Ready to respond to the challenges that 2021 brings

Seasonal wishes from Scottish Justice Secretary Humza Yousaf.

Dec 24, 2020
By Humza Yousaf
Justice Secretary Humza Yousaf

2020 has been an exceptional year – a year like no other and one that none of us will forget.

Coronavirus (Covid-19) disrupted many of our plans and has dominated our lives. But for Scotland’s police officers and staff, they did what they do best – adapted and continued to deliver a world class service. They routinely protect and serve our communities in challenging circumstances, but Covid-19 has made it tougher all round.

I am incredibly grateful for the hard work of police officers and staff throughout the pandemic, and the professionalism they have shown.

While still dealing with the day job of preventing and tackling crime, sexual crime and organised crime gangs or investigating and securing convictions for terrorism, Scotland’s officers and staff have worked hard to reassure communities while dealing with offences relating to breaching Covid regulations, which had the potential to spread the virus and put even more lives at risk.

Prior to lockdown in March, the Scottish Biometrics Commissioner Bill was passed. This will see a new Commissioner appointed early next year who will oversee how Police Scotland and the Scottish Police Authority (SPA) deal with biometric data, ensuring that the approach taken is ethical, lawful and balances the safety of communities with the rights of the individual.

This year’s Scottish Crime and Justice Survey showed that overall crime has fallen by 45 per cent since 2008/09 while violent crime has almost halved over the same period. It is really encouraging to see that Scotland remains a safer place than a decade ago but there is no room for complacency. Our firm focus remains on early intervention and prevention, which is critical to our efforts in keeping crime down and

Dame Elish Angiolini published her final report into police complaints handling, investigations and misconduct and I welcome the chief constable’s response to it and his strong commitment to ensure equality and inclusion are taken seriously across the police service. I am sure this will be a focus of 2021.

I am pleased that the Scottish government has been able to support Police Scotland in accelerating its plans to invest in a sustainable ultra-low emission vehicle (ULEV) fleet through the additional £5 million allocated for this purpose in the 2020/21 Scottish budget. Police Scotland’s fleet strategy has a focused drive towards decarbonising its fleet of vehicles, and demonstrates ambitious leadership in this area, through its plans to reduce the impact that the organisation will have on the environment. I hope that Police Scotland’s ambitious plans will inspire others to adopt these new technologies.

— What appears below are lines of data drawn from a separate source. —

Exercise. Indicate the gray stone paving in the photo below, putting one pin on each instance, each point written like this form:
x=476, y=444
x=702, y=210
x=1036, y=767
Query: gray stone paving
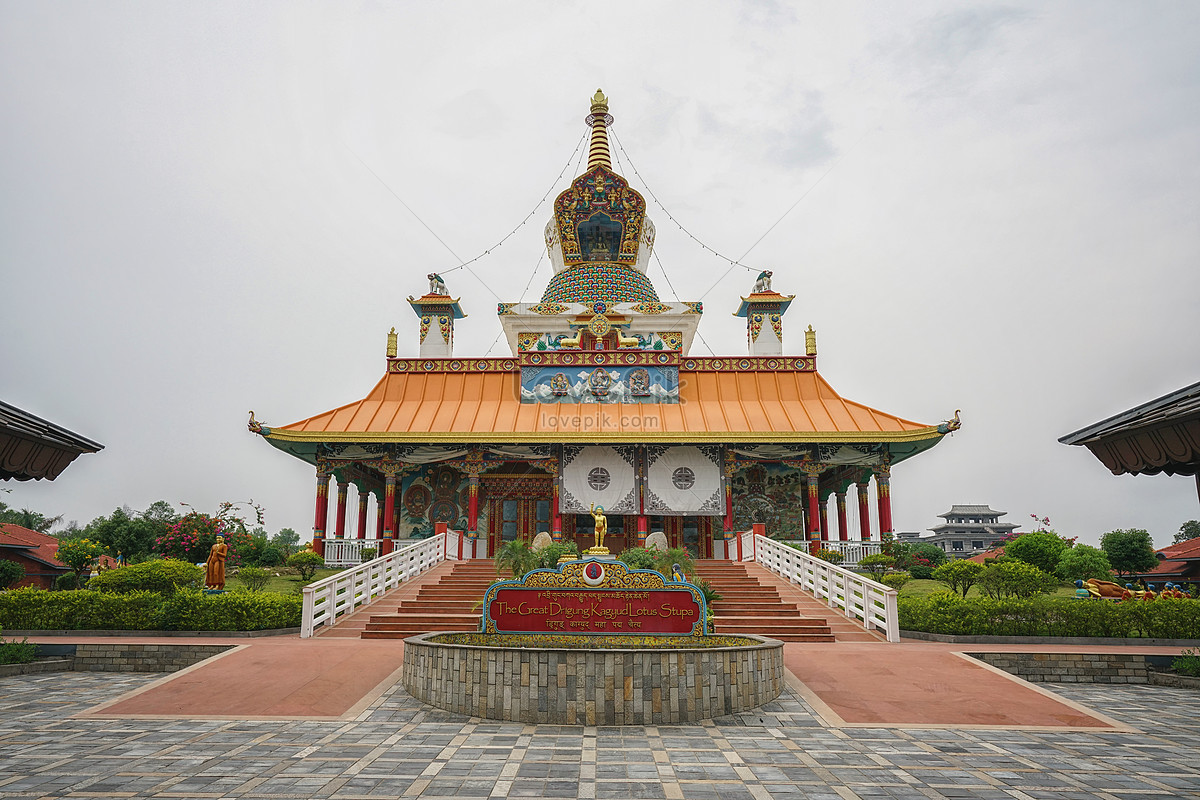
x=400, y=749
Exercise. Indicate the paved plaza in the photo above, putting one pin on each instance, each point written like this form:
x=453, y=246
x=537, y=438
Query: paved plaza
x=399, y=747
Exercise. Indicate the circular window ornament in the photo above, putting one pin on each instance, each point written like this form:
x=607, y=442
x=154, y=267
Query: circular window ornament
x=599, y=479
x=593, y=573
x=683, y=477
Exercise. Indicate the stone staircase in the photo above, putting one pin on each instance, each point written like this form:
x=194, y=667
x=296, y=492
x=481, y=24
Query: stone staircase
x=453, y=602
x=750, y=606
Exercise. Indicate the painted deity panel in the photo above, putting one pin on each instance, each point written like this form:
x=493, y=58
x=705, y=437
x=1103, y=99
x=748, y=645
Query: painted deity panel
x=772, y=494
x=435, y=493
x=615, y=384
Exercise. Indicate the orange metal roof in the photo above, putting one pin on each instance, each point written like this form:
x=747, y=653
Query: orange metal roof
x=485, y=407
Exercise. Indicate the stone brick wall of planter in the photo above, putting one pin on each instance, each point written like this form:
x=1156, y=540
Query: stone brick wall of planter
x=43, y=665
x=1072, y=667
x=1044, y=639
x=181, y=635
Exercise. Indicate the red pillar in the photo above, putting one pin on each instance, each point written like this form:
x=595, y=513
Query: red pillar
x=814, y=473
x=843, y=528
x=389, y=511
x=363, y=515
x=473, y=506
x=883, y=493
x=321, y=518
x=556, y=524
x=340, y=522
x=864, y=511
x=379, y=510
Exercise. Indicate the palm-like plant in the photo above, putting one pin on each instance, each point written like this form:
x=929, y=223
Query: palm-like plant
x=517, y=557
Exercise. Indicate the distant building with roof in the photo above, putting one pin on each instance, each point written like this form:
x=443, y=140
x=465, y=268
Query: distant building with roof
x=969, y=530
x=1176, y=564
x=35, y=553
x=601, y=403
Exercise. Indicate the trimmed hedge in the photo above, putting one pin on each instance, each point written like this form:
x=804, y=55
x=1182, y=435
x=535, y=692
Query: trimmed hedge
x=187, y=609
x=1049, y=615
x=162, y=576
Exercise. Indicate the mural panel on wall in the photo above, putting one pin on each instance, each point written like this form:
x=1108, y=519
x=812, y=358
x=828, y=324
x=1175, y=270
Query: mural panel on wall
x=772, y=494
x=432, y=494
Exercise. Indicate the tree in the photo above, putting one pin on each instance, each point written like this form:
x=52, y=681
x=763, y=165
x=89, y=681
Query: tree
x=1084, y=561
x=1013, y=578
x=959, y=575
x=1042, y=548
x=306, y=563
x=1191, y=529
x=79, y=554
x=287, y=541
x=1129, y=551
x=125, y=533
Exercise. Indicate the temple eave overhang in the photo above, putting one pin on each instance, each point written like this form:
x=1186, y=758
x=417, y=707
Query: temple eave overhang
x=555, y=437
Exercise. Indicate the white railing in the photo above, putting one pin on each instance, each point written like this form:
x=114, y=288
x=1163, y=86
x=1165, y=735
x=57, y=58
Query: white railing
x=340, y=594
x=871, y=603
x=852, y=551
x=348, y=552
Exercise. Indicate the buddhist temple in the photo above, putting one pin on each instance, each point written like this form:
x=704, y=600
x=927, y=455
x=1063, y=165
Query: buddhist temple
x=600, y=403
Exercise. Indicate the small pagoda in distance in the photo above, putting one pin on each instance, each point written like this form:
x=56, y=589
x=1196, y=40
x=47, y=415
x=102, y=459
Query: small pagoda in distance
x=601, y=403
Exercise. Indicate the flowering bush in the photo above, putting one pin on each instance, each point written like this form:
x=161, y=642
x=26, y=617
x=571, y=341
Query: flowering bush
x=195, y=534
x=79, y=554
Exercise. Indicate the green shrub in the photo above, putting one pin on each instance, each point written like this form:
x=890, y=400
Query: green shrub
x=517, y=557
x=1013, y=578
x=306, y=563
x=187, y=609
x=1049, y=615
x=1041, y=548
x=17, y=653
x=637, y=558
x=665, y=561
x=36, y=609
x=270, y=555
x=877, y=564
x=895, y=581
x=190, y=609
x=549, y=555
x=1084, y=561
x=162, y=576
x=253, y=577
x=10, y=572
x=959, y=575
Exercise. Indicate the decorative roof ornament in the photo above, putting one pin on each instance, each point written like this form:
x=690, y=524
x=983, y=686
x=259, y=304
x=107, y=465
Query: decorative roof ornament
x=599, y=119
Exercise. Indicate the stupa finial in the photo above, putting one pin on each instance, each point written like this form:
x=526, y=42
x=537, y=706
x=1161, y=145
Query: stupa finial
x=599, y=119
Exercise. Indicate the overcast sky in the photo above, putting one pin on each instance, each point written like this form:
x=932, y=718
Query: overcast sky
x=995, y=210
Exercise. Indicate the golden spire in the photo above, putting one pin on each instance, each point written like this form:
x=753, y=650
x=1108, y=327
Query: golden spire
x=599, y=119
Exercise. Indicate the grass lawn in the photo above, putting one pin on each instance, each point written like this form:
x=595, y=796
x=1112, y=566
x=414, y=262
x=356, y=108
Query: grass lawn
x=285, y=581
x=925, y=588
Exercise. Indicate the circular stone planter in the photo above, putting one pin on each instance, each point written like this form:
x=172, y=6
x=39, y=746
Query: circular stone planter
x=576, y=685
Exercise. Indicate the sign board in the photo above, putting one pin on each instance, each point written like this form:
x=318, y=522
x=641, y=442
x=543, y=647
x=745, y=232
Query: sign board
x=598, y=597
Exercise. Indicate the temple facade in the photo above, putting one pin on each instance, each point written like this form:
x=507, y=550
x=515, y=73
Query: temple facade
x=600, y=404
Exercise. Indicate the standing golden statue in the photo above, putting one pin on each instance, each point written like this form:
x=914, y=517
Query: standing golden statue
x=214, y=575
x=601, y=528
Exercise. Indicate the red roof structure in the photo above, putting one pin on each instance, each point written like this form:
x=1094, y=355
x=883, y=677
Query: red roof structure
x=35, y=552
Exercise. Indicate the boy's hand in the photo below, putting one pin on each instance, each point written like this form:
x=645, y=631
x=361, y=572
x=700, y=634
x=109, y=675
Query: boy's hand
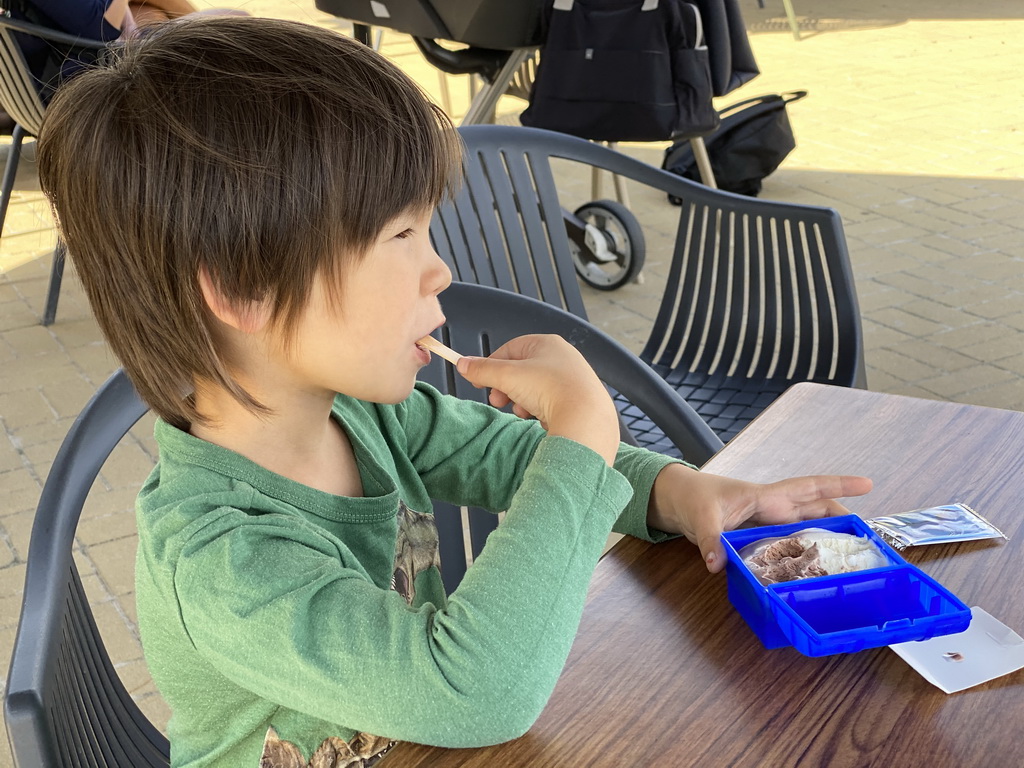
x=700, y=506
x=546, y=378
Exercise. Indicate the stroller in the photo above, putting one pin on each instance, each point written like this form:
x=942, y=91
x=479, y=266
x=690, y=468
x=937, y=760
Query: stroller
x=503, y=39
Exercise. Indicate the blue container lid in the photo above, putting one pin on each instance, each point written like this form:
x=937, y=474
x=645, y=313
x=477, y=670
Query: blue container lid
x=843, y=612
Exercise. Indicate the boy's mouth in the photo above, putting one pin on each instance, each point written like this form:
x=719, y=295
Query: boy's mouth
x=430, y=344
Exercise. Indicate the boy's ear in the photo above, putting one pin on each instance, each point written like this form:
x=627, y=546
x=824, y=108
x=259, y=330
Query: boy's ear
x=247, y=316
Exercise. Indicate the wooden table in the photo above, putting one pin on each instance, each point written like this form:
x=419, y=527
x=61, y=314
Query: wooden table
x=665, y=673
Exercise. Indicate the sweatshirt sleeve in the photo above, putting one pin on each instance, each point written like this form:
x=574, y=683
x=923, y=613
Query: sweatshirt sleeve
x=641, y=467
x=475, y=672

We have also given an additional £8.2 million to the SPA to mitigate the impact of Covid-19 on the policing budget.

We continue to ensure that officers and staff are equipped to do their job. Recent academic research has also shown the roll out of new mobile technology has had a very positive impact on officer safety, wellbeing and public confidence.

Restitution Orders, a new financial penalty for assault on police, will come into force early February. This means the courts will be able to impose such an order on    those who commit this disgraceful crime against our police officers and staff – requiring the offender to contribute towards support services for the victims of such assault. This sends a clear signal that this behaviour is unacceptable.

And I congratulate Police Scotland for recently winning the Campbell Christie Public Service Reform Award for their work implementing the Contact Assessment Model (CAM) that has helped ensure officers are deployed where most needed and that people receive the support they require. An increased number of calls are being resolved by telephone, referral on to a more appropriate service or the scheduling of ‘diary’ appointments with community officers. Working with other partners to address risk and vulnerability, mental health is also a key feature of this approach which can only be a good thing to help keep people safe and ensure they get the right help at the right time.

Policing preparations are already under way for major events on the horizon, including Brexit and the UN Climate Change summit hosted by Glasgow.

I am sure next year will bring many different challenges but with the experience of our officers and staff and strong leadership from senior officers – Scotland’s service is well-placed to respond to what 2021 brings.

However you are spending the festive period, I wish you and your families a peaceful time.